文瀚博依舊是笑呵呵的老好人模樣,坐在一旁抿著茶水。
等兩人爭吵的差不多之後,文瀚博清清嗓子說道。
「呵呵,都別吵了,還是把此事上報朝廷,看內閣諸公如何決斷吧!」
有了文瀚博和稀泥,李德安和唐文杰才結束了爭吵,只是兩人卻依舊臉色很不好看。
安茂同在大堂中站著,冷汗涔涔。
……
孟津!
黃河岸邊的渡口之一,是地理學界上公認的黃河上下游的分界點。
再往下,便是華北平原!
往日裡的孟津渡十分繁華,即使是崇禎年間天災不斷,乾旱蝗災時有發生,但孟津守著黃河,並不缺灌溉水源。
再加上黃河上下游繁忙的貨運來往,使得孟津成為了一處極繁華的地界!
今日是六月初六,熾熱的陽光照在大地上,地上溫度很高,一股股熱浪襲人,離遠了看景物都在扭曲變形。
大堤兩岸的麥田中,今年種下的麥苗被太陽曬得焉巴了,不復翠綠。
農人們在麥田中辛勤勞作,彎腰低頭,在麥田中鬆土除草。
他們的身體被曬得黢黑,額頭上大滴大滴的汗水滴落,落在黃土中瞬息消失不見。
雖然勞累,但他們卻很滿足!
如今天下大亂,又有多少地方能像孟津一樣依舊能過著平靜富足的生活呢?!
老農放下鋤頭,擦了擦額頭的汗珠,招呼著自己的小孫子到田埂上去,尋個陰涼處避避太陽,別中暑了。
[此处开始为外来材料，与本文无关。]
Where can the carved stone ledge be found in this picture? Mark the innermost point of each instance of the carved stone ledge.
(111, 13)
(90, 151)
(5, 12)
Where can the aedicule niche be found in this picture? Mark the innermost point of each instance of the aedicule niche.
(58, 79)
皮膚黝黑的少年在田地里勞作,穿著花布衣的少女送來了甘甜的水。
丈夫在給麥田除草,滿臉遮掩不住的幸福和滿足,看著自己的妻子兒女在田埂上笑鬧。
大黃狗汪汪叫著,追著一隻大公雞到處跑,孩子們無憂無慮的玩耍……
一切的一切,看起來無比的美好!
只是,就在這時候,忽的有人停下了手上的動作,他好像聽到了什麼聲音。
「大家聽到什麼聲音了嗎?」
轟隆隆!轟隆隆!
所有人都聽到了這樣震耳欲聾的聲音,一道道驚恐至極的目光轉向了黃河大堤的方向。
因為水土流失,泥沙堆積的原因,現在的黃河,就是一條地上河……
河面要比地面搞出數十米,全靠黃河大堤兜底,否則的話,後果不堪設想。
在所有滿是驚恐的目光之中,黃河大堤上,出現了一道裂紋。
裂紋越來越大,越來越大!
開始有渾濁的黃河水從裂縫中滲出,並且天地間沉悶的轟隆聲不斷響起,仿佛世界都要毀滅。
一道道裂縫不斷地出現在大堤上!
咔嚓……
轟!
潰堤了!
「跑啊!」
「黃河決口了!」
「快跑啊!快跑啊!」
黃河決口,河水衝垮了大堤,開始向著大堤外四處流淌。
鋪天蓋地的河水席捲一切,恍若末日,所過之處一切不存!
黃河水席捲著泥沙,只是剎那間,便將整個孟津吞噬。
無數的人被直接沖走淹死,只有少數幸運兒逃到山頂得以倖存。
決口的黃河展現出了母親河的另外一面,吞噬掉了無數的生命。
河水滔滔,順著地勢往第三階梯流去,所過之處一片澤國。
史料記載,崇禎五年六月初六,黃河決口於孟津。
大災之後,千里無雞鳴,災民遍地,人相食!
……
北京城,大明這個立國二百多年的老大帝國的心臟所在!
崇禎年間的年景不好,天災不斷,各地都是不斷的有流民產生,大明各地都不安穩。
即使是北京,這個天子腳下的首善之地,也是流民遍地。
因為流民過多的原因,北京城的治安十分混亂,搶劫偷竊甚至是強/奸各種治安案件層出不窮。
為了穩定治安,最近北京城採取十分嚴格的宵禁政策。
天一黑不管是誰,便不再允許在街上晃蕩。
只是,今日卻是例外,一騎快馬從北京外城直奔城內,平日裡囂張無比的淨街虎們卻是無一人敢阻攔。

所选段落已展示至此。